Hierarchies
- class addrmatcher.hierarchy.GeoHierarchy(country, name, coordinate_boundary=None)
Bases:
object
The GeoHierarchy class represents the structure of a country’s region/area; for instance, a state or a province is the sub-region of a country.
- Attributes
coordinate_boundary
Return the list of coordinates as the boundary of a country.
name
Return the name of the country
types
Return the dictionary that contains all the defined regional structures.
Methods
add_region
(region, parent_region)Add a region as a child/sub region of another region
add_type
(region, type_id[, type_name])Add a new geographical hierarchy type, for instace: statistical area, administrative level
get_regions_by_name
([region_names, ...])Get all the relevant regions from the hierarchy based on the given parameters
Get the smallest regional unit
set_coordinate_boundary
(min_latitude, ...)Set or modify the coordinate boundaries of a country.

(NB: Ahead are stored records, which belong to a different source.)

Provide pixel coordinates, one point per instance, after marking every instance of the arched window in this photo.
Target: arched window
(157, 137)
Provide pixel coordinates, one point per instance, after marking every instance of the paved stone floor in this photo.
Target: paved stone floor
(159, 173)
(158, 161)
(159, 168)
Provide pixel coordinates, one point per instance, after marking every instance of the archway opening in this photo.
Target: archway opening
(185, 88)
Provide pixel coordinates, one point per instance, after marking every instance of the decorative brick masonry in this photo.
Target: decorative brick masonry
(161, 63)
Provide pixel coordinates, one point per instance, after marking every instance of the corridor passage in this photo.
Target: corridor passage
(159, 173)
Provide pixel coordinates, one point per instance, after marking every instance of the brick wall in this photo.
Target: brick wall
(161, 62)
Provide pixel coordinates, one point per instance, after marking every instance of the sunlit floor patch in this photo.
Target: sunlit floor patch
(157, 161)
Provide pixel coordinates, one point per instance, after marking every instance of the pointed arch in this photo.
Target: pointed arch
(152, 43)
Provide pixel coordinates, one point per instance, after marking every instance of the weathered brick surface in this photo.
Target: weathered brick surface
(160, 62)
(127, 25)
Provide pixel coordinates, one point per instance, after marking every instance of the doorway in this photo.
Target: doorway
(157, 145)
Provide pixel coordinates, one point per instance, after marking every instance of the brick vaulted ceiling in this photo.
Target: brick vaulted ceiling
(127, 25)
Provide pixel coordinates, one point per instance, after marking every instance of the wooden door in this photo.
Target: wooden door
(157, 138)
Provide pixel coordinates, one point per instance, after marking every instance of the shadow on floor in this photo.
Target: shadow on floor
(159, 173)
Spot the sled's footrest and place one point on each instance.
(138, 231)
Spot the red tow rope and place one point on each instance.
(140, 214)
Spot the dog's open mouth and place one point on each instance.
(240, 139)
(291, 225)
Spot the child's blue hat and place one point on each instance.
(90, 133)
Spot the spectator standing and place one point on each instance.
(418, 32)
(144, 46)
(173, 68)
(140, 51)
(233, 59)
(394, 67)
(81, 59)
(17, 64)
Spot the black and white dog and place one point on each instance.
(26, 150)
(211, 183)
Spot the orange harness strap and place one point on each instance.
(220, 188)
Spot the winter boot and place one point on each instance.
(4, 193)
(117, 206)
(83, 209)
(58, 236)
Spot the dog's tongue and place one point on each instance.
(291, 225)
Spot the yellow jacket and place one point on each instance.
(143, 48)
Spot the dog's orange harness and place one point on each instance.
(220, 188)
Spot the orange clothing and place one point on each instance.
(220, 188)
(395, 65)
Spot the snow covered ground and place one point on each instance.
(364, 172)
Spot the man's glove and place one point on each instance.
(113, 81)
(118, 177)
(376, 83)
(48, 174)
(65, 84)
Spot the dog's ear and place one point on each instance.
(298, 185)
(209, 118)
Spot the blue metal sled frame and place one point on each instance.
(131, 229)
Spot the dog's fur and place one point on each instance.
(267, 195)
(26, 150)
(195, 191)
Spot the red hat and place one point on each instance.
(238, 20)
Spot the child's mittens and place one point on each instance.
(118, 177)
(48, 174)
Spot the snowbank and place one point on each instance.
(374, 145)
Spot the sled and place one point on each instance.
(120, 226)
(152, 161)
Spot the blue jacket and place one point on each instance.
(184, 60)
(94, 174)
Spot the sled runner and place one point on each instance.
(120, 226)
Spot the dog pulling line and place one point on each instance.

- add_region(region, parent_region)
Add a region as a child/sub region of another region
- Parameters
- region:Region
The sub region to be added as a child of the parent region
- parent_region:Region
The direct upper-level of the region
Examples
>>> country = Region("Country") >>> state = Region("State",col_name="STATE") >>> australia = GeoHierarchy(country,"Australia") >>> australia.add_region(region=state, parent_region=country)
- add_type(region, type_id, type_name='')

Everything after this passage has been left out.